Selected by a committee that included the late Virgil Abloh, creative director Miuccia Prada, and architect David Adjaye, among others, the first cohort includes: Maya Bird-Murphy (Architecture), Brandon Breaux (Fine Art & Design), Catherine Sarr (Fine Jewelry Design), Demarr Brown (Culinary Arts), Tolu Coker (Fashion Design), Kyle Abraham (Dance), Mariam Issoufou Kamara (Architecture), Norman Teague (Product Design), Kendall Reynolds (Footwear Design), Yemi Amu (Agriculture), Kenturah Davis (Visual Art), Salome Asega (Art, Technology & Design) and yours truly.

Awardees meet together in Chicago; Photos courtesy of Rebuild Foundation

Every one of the awardees is an expert in their field, and approaches their work with intentionality and depth. I was especially struck by two women in particular—Catherine Sarr and Maya Bird-Murphy—each of whom is forging their own unique path within the discipline.

Catherine Sarr is the creator of Almasika Fine Jewelry. This brilliant and elegant jewelry line is made from ecologically friendly materials, and blends cross-cultural references and stories with deceptively simple designs. I witnessed Catherine present her jewelry at a dinner and was blown away by the intricacy of her collection. A relatively young designer born in Paris to Beninese parents, , Catherine launched her line in 2014 and quickly found a celebrity following (Alicia Keys, Lizzo, and Zoë Kravitz, to name a few).

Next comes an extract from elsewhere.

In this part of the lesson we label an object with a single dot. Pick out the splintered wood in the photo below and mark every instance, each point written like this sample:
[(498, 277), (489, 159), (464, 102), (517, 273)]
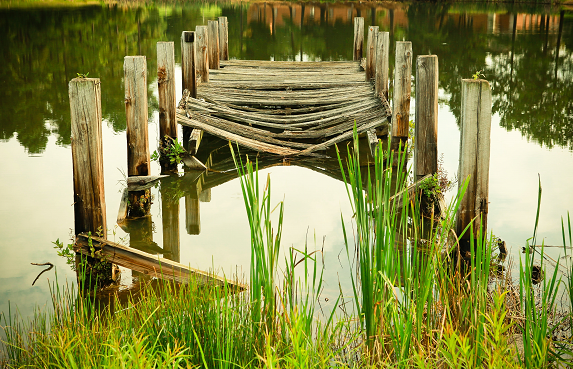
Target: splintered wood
[(285, 108)]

Pieces from Almasika Fine Jewelry; Courtesy of Catherine Sarr

As she tells it, “I worked for various luxury and diamond brands promoting craftsmanship from around the world, including several years spent at DeBeers. As my journey has taken me from Paris, London, Abu Dhabi to now Chicago, my guiding philosophy has been to find what we have in common with others.”

I am certainly not an expert on jewelry, and especially not fine jewelry. However, there is a certain familiarity and comfort in her designs, presumably the result of this search for common ground. The selection she showed during our initial Chicago retreat showed a range of gender bending options, diverse materiality and culturally rich inspiration. She is absolutely someone to keep an eye on!

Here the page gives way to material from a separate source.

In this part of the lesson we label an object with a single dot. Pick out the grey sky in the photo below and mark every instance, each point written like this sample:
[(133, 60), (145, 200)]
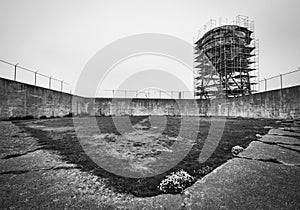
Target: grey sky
[(59, 37)]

Jewelry designer Catherine Sarr; Photo courtesy of the designer

In addition to the amazing Catherine, I am so inspired by what Maya Bird-Murphy is doing in Chicago to battle systemic racism within the architecture profession. Maya is an architect, educator, and founder of Chicago Mobile Makers, an award-winning nonprofit organization bringing design-focused skill-building workshops to underrepresented communities. 

Maya Bird-Murphy in Chicago; Photo courtesy of Rebuild Foundation

She gave us all a peak behind the curtain of her own educational process and the numerous and repetitive hurdles she encountered. It was due to the hostility of the field that Maya decided to stop pursuing licensure, but she never quit architecture. Instead she created Chicago Mobile Makers as a new model to teach and develop future architects of color. Mobile Makers introduces young people of color to architecture with the intent of empowering their experiences in the built environment. They host numerous design oriented workshops in a retired United States Postal Service delivery van that Maya purchased and designed. This brightly colored, magic truck acts as a classroom, workstation, community gathering space, and art gallery. If you’re in Chicago or Oak Park, IL you may see it rolling into a venue near you. Chicago Mobile Makers truck; Photo courtesy of Maya Bird-Murphy

Over the next three years, Dorchester Industries Experimental Design Lab will support these two wonderful talents—and all their fellow awardees—by helping establish relationships with global companies and other collaborators, and we’ll all meet for annual activations and workshops. I can’t wait to see where this road leads, and I’m so grateful to be on the ride with such inspiring talents.